Lista Negra –

 

 

 

O Brasil saiu da lista negra de pirataria intelectual dos Estados Unidos. A nova Lista de Prioridades de Vigilância (Priority Watch List), divulgada, é formada por Argentina, Chile, China, Rússia, Venezuela, Egito, Índia, Israel, Líbano, Tailândia, Turquia e Ucrânia. Sobre a Argentina, por exemplo, o documento destaca que a “pirataria continua sendo um problema significativo”, embora tenham sido registradas iniciativas para melhorar a maneira de combatê-la no país.

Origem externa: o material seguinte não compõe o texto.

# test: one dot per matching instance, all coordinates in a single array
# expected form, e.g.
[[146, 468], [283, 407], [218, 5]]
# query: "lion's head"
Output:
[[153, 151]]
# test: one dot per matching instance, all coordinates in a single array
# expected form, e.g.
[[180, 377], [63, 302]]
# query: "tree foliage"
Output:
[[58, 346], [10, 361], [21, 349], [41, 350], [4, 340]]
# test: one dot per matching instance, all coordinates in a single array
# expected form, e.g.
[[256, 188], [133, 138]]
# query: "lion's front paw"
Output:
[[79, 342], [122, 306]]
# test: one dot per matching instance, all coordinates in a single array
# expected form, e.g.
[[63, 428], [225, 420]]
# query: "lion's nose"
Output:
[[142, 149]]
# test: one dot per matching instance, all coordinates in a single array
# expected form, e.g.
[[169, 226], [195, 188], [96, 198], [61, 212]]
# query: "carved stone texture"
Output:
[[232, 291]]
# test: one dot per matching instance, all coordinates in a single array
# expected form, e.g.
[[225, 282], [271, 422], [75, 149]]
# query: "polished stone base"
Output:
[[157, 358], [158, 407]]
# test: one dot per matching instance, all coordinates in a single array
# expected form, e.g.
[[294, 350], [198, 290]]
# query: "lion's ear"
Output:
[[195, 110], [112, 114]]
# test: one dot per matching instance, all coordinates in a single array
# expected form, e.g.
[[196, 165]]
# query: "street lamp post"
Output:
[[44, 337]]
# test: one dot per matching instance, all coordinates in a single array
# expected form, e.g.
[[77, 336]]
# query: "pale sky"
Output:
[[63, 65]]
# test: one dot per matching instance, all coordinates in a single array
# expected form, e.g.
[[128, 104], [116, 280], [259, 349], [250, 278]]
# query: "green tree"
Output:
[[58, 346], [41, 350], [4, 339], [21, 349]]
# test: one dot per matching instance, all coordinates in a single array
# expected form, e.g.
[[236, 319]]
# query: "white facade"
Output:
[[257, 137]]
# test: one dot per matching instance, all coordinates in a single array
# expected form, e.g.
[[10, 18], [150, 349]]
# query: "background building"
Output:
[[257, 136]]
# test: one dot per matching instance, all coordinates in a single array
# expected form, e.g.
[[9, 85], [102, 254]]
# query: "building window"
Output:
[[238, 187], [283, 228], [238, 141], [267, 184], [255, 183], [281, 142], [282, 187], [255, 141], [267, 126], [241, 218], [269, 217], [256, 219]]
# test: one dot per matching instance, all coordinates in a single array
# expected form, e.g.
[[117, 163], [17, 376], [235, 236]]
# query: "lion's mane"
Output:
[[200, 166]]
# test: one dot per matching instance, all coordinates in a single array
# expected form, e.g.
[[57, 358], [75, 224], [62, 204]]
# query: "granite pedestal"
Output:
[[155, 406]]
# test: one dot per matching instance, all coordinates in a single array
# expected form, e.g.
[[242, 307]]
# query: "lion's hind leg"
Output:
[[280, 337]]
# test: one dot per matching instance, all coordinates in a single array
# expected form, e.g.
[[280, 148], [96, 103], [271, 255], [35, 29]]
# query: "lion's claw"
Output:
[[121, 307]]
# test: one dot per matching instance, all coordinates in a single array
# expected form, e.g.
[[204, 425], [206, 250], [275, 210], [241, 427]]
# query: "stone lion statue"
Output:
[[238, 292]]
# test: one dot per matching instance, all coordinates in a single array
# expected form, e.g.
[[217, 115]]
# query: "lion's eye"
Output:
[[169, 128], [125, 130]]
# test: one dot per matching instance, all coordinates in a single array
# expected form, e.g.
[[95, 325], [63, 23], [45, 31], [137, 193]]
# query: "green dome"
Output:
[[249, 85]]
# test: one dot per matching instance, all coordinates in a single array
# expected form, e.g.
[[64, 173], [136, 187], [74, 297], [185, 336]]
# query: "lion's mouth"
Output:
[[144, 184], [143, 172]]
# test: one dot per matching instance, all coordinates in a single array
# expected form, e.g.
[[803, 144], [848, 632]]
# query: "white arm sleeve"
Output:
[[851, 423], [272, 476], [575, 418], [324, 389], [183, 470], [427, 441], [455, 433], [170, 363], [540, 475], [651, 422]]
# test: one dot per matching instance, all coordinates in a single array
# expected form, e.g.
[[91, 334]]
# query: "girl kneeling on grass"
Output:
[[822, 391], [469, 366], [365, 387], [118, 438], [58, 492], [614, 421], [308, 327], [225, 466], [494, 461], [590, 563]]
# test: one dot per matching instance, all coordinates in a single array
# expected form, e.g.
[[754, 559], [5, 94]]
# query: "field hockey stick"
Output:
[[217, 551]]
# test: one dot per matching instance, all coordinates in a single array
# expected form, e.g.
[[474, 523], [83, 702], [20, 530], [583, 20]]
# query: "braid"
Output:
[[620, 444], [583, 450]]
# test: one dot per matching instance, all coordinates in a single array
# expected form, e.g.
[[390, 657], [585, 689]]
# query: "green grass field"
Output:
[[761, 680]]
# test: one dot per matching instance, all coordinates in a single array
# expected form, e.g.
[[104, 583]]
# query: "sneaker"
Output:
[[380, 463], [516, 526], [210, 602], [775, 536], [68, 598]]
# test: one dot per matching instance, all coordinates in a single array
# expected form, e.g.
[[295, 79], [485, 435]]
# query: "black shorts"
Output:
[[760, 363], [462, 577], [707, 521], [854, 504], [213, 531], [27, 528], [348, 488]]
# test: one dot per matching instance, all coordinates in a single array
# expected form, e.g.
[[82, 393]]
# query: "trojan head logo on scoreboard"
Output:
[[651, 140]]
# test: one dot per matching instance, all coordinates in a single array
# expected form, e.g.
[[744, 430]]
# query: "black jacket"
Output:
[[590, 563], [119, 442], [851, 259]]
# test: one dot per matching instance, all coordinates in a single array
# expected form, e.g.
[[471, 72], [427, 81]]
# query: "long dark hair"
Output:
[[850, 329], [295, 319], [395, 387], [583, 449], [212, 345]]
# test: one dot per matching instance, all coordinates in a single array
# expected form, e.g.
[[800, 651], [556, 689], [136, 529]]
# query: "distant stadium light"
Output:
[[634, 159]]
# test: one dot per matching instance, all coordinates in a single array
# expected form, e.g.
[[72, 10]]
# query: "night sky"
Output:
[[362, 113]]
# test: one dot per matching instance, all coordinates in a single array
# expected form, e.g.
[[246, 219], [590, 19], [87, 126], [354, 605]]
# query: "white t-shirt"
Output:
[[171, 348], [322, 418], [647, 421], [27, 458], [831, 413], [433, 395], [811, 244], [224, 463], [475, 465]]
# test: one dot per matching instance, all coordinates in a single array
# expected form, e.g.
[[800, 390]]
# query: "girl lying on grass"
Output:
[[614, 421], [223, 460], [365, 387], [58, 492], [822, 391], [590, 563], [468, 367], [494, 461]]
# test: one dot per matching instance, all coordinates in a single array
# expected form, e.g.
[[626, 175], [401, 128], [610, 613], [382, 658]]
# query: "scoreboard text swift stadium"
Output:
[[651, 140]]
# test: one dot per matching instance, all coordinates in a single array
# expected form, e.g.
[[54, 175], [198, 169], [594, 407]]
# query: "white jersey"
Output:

Para os EUA, a lista tem o objetivo de fortalecer a luta contra a pirataria de filmes, música e programas de informática nos lugares onde as violações das leis internacionais de propriedade intelectual são mais graves. A representante de comércio exterior norte-americana, Susan Schwab, argumenta que “a inovação é a parte vital de uma economia dinâmica nos EUA e ao redor do mundo”. Nesse sentido, “devemos proteger as idéias, invenções e criações dos artistas do plágio e dos ladrões”, completou.

O relatório informa ainda que o escritório de Comércio Exterior vai examinar de perto se a Rússia cumpre os compromissos de melhorar os sistemas de proteção dos direitos de propriedade intelectual, conforme acordo assinado no ano passado com os EUA para conseguir associar-se à Organização Mundial do Comércio (OMC). Sobre a China, o relatório diz que esse país tem o interesse particular de respeitar a propriedade intelectual, visto que os mais prejudicados são suas empresas, na medida em que conseguem suas próprias inovações. No caso chileno, “continua alta e cresce a pirataria digital”, diz o texto, ao completar que esse país precisa “melhorar significativamente” as regras de propriedade intelectual.

A Venezuela ganhou um péssimo comentário sobre seus avanços na matéria: “têm sido mínimos no que diz respeito ao fortalecimento de seu regime de direitos da propriedade intelectual desde 2006”. O relatório diz que os níveis de pirataria na Venezuela “continuam subindo, enquanto que as propostas de lei sobre o direito de propriedade intelectual debilitariam as leis de proteção existentes no país, assim como os níveis de proteção bilaterais e internacionais”. As informações são de agências internacionais.